CZ Proposes Industry-wide Measures to Combat Address Poisoning Following $50M USDT Loss
Changpeng Zhao (CZ), CEO of Binance, has called for industry-wide action to eradicate address poisoning in the cryptocurrency sector. Address poisoning, also known as dusting, is a tactic involving tiny transfers to create spoofed addresses that closely resemble legitimate ones. This leads users to mistakenly paste attacker-controlled addresses when copying from transaction histories.

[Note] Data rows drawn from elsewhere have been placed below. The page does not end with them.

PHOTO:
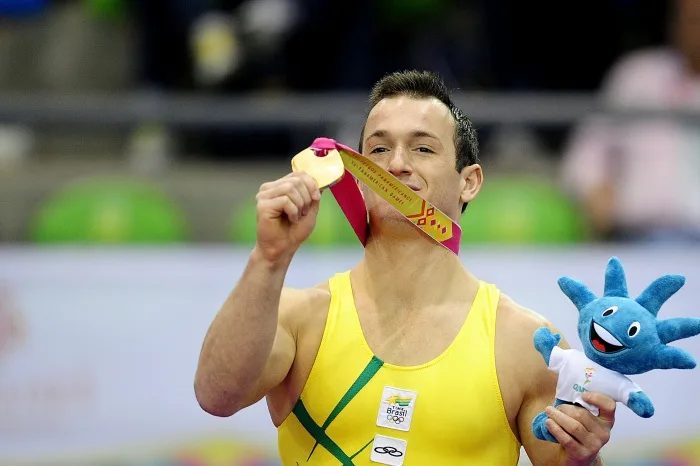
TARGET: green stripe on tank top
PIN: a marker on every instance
(319, 432)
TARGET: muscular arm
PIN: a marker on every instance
(249, 346)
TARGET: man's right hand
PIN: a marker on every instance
(286, 215)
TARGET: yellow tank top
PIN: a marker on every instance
(357, 410)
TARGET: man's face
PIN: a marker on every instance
(413, 139)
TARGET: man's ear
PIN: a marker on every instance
(470, 184)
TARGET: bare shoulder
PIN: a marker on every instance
(518, 359)
(302, 308)
(515, 330)
(517, 321)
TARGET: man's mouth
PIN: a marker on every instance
(603, 341)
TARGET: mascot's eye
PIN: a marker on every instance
(634, 329)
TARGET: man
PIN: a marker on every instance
(407, 358)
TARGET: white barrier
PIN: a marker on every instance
(98, 348)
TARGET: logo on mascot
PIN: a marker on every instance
(589, 374)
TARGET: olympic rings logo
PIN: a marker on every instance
(391, 451)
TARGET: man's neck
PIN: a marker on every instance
(411, 272)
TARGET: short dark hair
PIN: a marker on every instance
(425, 85)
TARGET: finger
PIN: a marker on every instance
(606, 405)
(573, 448)
(569, 424)
(291, 210)
(311, 185)
(582, 415)
(300, 197)
(279, 206)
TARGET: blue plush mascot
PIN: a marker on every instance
(620, 336)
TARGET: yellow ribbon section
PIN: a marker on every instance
(401, 197)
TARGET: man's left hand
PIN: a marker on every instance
(578, 431)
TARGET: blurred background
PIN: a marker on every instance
(134, 135)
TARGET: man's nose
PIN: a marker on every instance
(399, 163)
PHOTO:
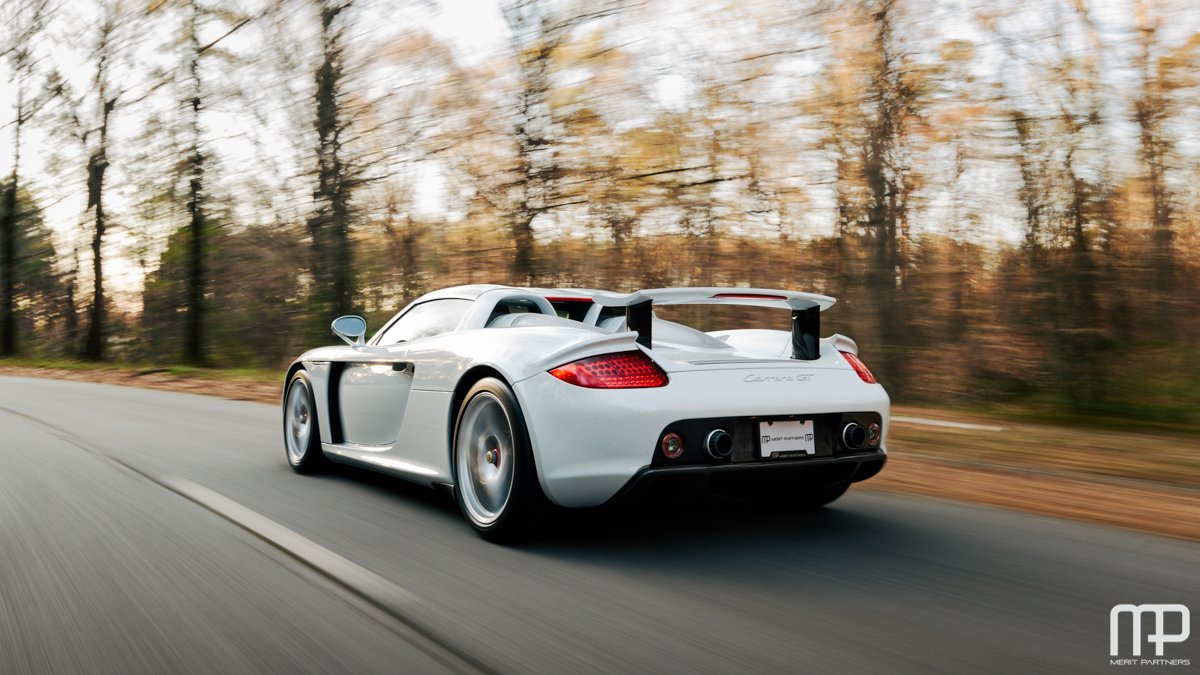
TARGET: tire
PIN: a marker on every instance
(496, 481)
(301, 434)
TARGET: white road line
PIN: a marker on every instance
(927, 422)
(359, 580)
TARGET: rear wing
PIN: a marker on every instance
(805, 310)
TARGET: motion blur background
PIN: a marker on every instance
(1002, 195)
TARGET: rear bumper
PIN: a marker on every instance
(751, 478)
(589, 443)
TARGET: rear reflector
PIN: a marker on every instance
(859, 366)
(623, 370)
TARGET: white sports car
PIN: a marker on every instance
(513, 396)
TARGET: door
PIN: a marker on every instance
(372, 398)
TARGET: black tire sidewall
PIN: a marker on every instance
(313, 457)
(516, 519)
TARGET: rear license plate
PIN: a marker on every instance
(786, 438)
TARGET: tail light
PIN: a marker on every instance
(622, 370)
(859, 366)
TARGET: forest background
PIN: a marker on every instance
(1002, 196)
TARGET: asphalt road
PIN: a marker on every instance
(148, 532)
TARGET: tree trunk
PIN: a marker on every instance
(9, 245)
(329, 225)
(97, 163)
(193, 334)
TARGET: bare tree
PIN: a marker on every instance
(25, 21)
(330, 222)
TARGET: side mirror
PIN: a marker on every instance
(351, 328)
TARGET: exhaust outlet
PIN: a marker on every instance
(853, 436)
(719, 443)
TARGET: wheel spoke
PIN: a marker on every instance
(485, 458)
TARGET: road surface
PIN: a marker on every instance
(150, 531)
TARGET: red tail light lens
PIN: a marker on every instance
(623, 370)
(859, 366)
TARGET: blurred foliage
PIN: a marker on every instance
(1001, 197)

This call comes after a $50 million loss in USDT was reported, described as one of the largest on-chain phishing losses in recent months. The attack followed a typical pattern: after withdrawing funds from Binance, the victim sent a 50 USDT test transaction to the correct address, then copied an address from history and sent 49,999,950 USDT to a fraudulent address that looked like the intended recipient. Subsequent investigations revealed that portions of the stolen funds were converted to ETH and routed through multiple addresses, with some flows passing through the Tornado Cash mixer.
CZ proposed several measures to counter address poisoning, including wallet-level flagging of poison addresses, blocking suspicious recipients, implementing real-time blacklists, and filtering dust and spam transactions. Binance Wallet already reportedly has some protections that align with these proposals.
Security researchers observe that dusting attacks are becoming more prevalent, particularly on low-fee networks. TRM Labs has noted dusting activity on TRON, while Chainalysis highlights the use of vanity addresses and automated targeting of active, high-balance wallets holding stablecoins such as USDT.
Amid this growing threat, U.S. Senators Elissa Slotkin and Jerry Moran introduced the SAFE Crypto Act, aiming to create a federal fraud-fighting task force. This legislative initiative responds to a broader surge in crypto-related fraud, which has resulted in losses amounting to hundreds of billions of dollars.